Als één van deze drie niet aanwezig is, ontstaat er geen brand. In de werkomgeving is lucht (en dus zuurstof) altijd aanwezig. Om brand te voorkomen moet dus gezorgd worden: - dat er geen ontstekingsbron is als er gas kan ontsnappen, of - dat er geen gas kan ontsnappen als er een ontstekingsbron is.
Brand Brand ontstaat altijd onverwacht; het is dan ook belangrijk dat de bij een groot aantal werkzaamheden voorgeschreven brandblusser ook daadwerkelijk aanwezig is. De uit te voeren handelingen en acties bij gasbranden zijn afhankelijk van de situatie. Altijd: de brandweer waarschuwen, tenzij er geen gevaar is voor de omgeving of maatschappelijke onrust. Indien van toepassing: melden dat er mogelijke gewonden zijn. Een brandend gaslek moet bij voorkeur niet geblust worden, maar moet gedoofd worden door het stoppen van de gasuitstroming. Uitstromend onverbrand gas kan namelijk elders ontstoken worden en dan veel meer schade aanrichten. Het vuur bedreigt een persoon Als iemand rechtstreeks door het vuur wordt bedreigd en diegene kan niet verwijderd worden zonder de gasbrand te blussen, dan mag de gasbrand zelf geblust worden, maar alleen onder de volgende voorwaarden:
- de brandweer is (nog) niet aanwezig; - eerst moeten de (her)ontstekingsbronnen in de directe nabijheid worden
gedoofd; - de gasbrand wordt bovenwinds benaderd;
- er wordt gebruik gemaakt van de worplengte van de brandblusser; - er wordt altijd met de wind mee geblust, en van onder naar boven en laag bij
de grond. Er moet worden vastgesteld dat de brand echt uit is en dat er geen herontsteking kan plaatsvinden. Het slachtoffer moet op een veilige afstand worden gebracht en daar vinden de verdere maatregelen voor het slachtoffer plaats. Het vuur bedreigt een object Als het vuur een object bedreigd en het is zeker dat er geen herontsteking kan plaatsvinden dan mag je de gasbrand zelf blussen, maar alleen onder de volgende voorwaarden:
- de brandweer is (nog) niet aanwezig; - eerst moeten de (her)ontstekingsbronnen in de directe nabijheid worden
gedoofd; - de gasbrand wordt bovenwinds benaderd;
- er wordt gebruik gemaakt van de worplengte van de brandblusser;
- er wordt altijd met de wind mee geblust, en van onder naar boven en laag bij de grond.

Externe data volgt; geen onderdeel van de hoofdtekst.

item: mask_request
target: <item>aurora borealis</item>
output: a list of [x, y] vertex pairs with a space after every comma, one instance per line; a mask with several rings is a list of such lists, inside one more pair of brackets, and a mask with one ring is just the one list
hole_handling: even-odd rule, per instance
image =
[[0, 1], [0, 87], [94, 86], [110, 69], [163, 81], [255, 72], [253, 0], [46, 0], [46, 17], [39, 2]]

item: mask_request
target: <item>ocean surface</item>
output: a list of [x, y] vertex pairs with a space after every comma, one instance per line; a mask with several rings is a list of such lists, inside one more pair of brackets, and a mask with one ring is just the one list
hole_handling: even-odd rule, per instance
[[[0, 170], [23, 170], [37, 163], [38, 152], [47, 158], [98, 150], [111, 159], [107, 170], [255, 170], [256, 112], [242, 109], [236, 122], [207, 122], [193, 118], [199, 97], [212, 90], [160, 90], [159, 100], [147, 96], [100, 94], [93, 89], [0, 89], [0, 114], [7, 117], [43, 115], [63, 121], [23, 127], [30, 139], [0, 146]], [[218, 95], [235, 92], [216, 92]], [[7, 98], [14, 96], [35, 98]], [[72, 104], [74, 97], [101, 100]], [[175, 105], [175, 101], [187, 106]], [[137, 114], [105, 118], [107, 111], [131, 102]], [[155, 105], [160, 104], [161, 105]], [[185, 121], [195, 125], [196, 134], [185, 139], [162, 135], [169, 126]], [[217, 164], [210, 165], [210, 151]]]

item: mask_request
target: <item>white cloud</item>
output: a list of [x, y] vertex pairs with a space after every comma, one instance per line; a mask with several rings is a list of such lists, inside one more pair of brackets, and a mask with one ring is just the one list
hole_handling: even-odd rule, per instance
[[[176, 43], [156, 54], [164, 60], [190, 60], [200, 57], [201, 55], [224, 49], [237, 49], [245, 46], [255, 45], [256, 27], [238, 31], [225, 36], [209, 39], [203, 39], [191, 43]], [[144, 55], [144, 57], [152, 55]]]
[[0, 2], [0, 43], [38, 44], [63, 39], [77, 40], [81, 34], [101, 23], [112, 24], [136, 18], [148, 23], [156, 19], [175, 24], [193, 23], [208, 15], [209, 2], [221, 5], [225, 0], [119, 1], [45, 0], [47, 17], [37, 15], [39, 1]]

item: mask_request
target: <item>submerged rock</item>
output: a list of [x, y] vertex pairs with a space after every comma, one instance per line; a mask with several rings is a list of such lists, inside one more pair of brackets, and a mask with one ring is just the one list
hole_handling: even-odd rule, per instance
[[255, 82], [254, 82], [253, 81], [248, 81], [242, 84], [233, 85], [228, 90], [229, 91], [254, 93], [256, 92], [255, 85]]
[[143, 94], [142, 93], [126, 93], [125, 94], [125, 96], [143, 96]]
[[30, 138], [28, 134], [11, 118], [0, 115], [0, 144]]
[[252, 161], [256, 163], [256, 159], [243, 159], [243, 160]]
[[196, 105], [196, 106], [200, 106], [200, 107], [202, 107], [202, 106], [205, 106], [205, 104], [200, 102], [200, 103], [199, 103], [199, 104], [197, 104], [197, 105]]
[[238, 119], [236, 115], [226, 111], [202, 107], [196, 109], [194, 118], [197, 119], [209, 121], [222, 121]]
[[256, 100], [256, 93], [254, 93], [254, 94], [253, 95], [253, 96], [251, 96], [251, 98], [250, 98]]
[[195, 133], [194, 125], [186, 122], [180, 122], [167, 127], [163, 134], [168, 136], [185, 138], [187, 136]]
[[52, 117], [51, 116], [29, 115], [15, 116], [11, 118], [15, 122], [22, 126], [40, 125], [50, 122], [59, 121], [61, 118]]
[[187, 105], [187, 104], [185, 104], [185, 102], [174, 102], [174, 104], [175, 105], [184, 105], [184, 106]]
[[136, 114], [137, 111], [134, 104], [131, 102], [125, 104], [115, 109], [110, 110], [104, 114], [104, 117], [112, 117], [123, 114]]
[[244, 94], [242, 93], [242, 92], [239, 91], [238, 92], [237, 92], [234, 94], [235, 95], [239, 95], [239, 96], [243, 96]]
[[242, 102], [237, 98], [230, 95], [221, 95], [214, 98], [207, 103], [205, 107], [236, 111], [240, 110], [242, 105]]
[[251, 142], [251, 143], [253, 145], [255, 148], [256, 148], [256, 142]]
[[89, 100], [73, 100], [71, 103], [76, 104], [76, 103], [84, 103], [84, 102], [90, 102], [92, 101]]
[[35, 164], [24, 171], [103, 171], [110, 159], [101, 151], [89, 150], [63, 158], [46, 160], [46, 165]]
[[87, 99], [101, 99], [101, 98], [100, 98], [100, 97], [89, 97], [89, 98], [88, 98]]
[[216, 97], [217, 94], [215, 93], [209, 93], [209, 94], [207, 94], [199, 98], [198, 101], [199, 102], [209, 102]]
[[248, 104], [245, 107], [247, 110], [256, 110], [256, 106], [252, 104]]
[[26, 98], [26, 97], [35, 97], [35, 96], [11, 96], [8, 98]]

Er moet worden vastgesteld dat de brand echt uit is en dat er geen herontsteking kan plaatsvinden. Het blussen van een in brand geraakt persoon Bij het blussen van een in brand geraakt persoon zijn de onderstaande punten (stappen) van (levens)belang:
a. de veilige afstand moet worden bepaald en daar moet (indien mogelijk) het slachtoffer worden heen gebracht;
b. bij voorkeur wordt een blusdeken gebruikt; c. de persoon wordt zo snel mogelijk plat op de grond gelegd; d. de deken wordt van het hoofd naar de voeten gesleept en de zuurstof
wordt onder de deken uit geveegd; e. het alarmnummer 112 wordt gebeld; f. de deken blijft om het slachtoffer gewikkeld (in verband met
infectiegevaar) en er wordt minimaal 10 minuten gekoeld (door de blusdeken heen);
g. het slachtoffer wordt blijvend gekoeld totdat de hulpdiensten zijn gearriveerd.